Learn everything about Analytics

Basics of SQL and RDBMS – must have skills for data science professionals

SHARE
, / 9

If you meet 10 people who have been in data science for more than 5 years, chances are that all of them would know of or would have used SQL at some time in some form! Such is the extent of influence SQL has had on any thing to do with structured data.

In this article, we will learn basics of SQL and focus on SQL for RDBMS. As you will see, SQL is quite easy to learn and understand.

 

What is SQL?

SQL stands for Structured Query Language. It is a standard programming language for accessing a relational database. It has been designed for managing data in Relational Database Management Systems (RDBMS) like Oracle, MySQL, MS SQL Server, IBM DB2.

SQL is one of the first commercial languages used for Edgar F. Codd’s relational model, also described in his influential 1970 paper, “A Relational Model of Data for Large Shared Data Banks.”

Earlier, SQL was a de facto language for the generation of information technology professionals. This was due to the fact that data warehouses consisted of one or the other RDBMS. The simplicity and beauty of the language enabled data warehousing professionals to query data and provide it to business analysts.

However, the trouble with RDBMS is that they are often suitable only for structured information. For unstructured information, newer databases like MongoDB and HBase (from Hadoop) prove to be a better fit. Part of this is a trade-off in databases, which is due to the CAP theorem.

 

What is CAP Theorem?

CAP theorem states that at best we can aim for two of three following properties. CAP stands for:

Consistency – This means that data in the database remains consistent after the execution of an operation.

Availability – This means that the database system is always on to ensure availability.

Partition Tolerance – This means that the system continues to function even if the transfer of information amongst the servers is unreliable.

The various databases and their relations with CAP theorem is shown below:

Visual Guide to NoSQL

 

Properties of Databases:

A database transaction, however, must be ACID compliant. ACID stands for Atomic, Consistent, Isolated and Durable as explained below:

Atomic : A transaction must be either completed with all of its data modifications, or may not.

Consistent : At the end of the transaction, all data must be left consistent.

Isolated : Data modifications performed by a transaction must be independent of other transactions.

Durable : At the end of transaction, effects of modifications performed by the transaction must be permanent in system.

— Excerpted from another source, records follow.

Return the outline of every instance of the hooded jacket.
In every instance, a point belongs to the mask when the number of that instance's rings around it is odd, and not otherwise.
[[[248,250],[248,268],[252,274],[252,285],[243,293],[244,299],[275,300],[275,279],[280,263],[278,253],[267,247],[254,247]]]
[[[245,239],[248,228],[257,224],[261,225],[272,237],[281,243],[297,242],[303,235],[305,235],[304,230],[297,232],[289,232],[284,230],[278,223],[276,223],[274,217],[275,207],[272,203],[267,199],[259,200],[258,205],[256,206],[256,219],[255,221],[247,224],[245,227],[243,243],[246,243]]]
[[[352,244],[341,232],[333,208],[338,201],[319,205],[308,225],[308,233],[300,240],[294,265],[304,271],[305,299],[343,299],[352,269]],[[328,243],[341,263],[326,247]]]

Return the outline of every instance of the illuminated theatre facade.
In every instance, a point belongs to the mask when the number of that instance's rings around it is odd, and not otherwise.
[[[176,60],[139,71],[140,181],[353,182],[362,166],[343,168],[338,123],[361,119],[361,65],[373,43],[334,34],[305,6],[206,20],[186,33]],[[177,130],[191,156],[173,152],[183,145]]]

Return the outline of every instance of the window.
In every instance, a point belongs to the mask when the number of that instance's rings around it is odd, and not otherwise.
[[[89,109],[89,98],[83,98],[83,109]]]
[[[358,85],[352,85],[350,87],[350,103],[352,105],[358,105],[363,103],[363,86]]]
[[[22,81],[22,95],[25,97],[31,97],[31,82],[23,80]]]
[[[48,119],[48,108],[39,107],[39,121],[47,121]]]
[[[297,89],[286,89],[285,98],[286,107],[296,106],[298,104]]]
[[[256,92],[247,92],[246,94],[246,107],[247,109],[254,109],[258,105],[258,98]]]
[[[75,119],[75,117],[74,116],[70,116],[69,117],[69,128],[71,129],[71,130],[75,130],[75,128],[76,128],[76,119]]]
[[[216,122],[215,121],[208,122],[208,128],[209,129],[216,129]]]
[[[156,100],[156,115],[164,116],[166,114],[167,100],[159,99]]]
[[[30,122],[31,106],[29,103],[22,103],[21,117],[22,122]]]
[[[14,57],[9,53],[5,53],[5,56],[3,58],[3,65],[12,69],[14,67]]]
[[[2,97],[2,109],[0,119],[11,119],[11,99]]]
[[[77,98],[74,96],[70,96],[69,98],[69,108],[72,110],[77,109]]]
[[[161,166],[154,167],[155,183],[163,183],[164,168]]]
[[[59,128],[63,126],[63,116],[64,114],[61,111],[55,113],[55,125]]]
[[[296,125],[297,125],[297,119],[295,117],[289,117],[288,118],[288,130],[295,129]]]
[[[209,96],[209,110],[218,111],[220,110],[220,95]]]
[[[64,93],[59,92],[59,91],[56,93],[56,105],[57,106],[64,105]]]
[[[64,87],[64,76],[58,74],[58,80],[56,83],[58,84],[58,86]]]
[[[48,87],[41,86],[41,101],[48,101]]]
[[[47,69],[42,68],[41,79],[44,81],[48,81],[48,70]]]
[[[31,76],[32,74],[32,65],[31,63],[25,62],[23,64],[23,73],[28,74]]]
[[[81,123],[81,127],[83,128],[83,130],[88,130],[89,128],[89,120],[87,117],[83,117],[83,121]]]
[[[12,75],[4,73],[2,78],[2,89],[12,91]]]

To counter ACID, the consistent services provide BASE (Basically Available, Soft state, Eventual consistency) features .

 

 

Set of Commands in SQL

SELECT- The following is an example of a SELECT query that returns a list of inexpensive books. The query retrieves all rows from the Library table in which the price column contains a value lesser than 10.00. The result is sorted in ascending order by price. The asterisk (*) in the select list indicates that all columns of the Book table should be included in the result set.

SELECT *
 FROM  Library
 WHERE price < 10.00
 ORDER BY price;

 

UPDATE – This query helps in updating tables in a database. One can also combine SELECT query with the GROUP BY operator for aggregating statistics for a numeric variable by a categoric variable.

 

JOINS- SQL is thus heavily used not only for querying data but also for joining the data returned by such queries or tables. Merging data in SQL is done using ‘joins’. The following infographic often used for explaining SQL Joins:

 

How to use join in SQL

 

CASE- We have case/when/then/else/end operator in SQL. It works like else if in other programming languages:

 

CASE WHEN n > 0
 THEN 'positive'
 WHEN n < 0
 THEN 'negative'
 ELSE 'zero'
 END


Nested Sub Queries– Queries can be nested such that the results of one query can be used in another query via a relational operator or aggregation function. A nested query is also known as a subquery.

 

Where do we use SQL?

SQL has been widely used to retrieve data, merge data, perform group and nested case queries for decades. Even for data science, SQL has been widely adopted. Following are some examples of analytics specific use of SQL:

  1. In case of SAS language using PROC SQL we can write SQL queries to query, update and manipulate data.
  2. In R one can use the sqldf package for running sql queries on data frames.
  3. In Python pandasql library allows you to query pandas DataFrames using SQL syntax.

 

Does SQL influences other languages as well?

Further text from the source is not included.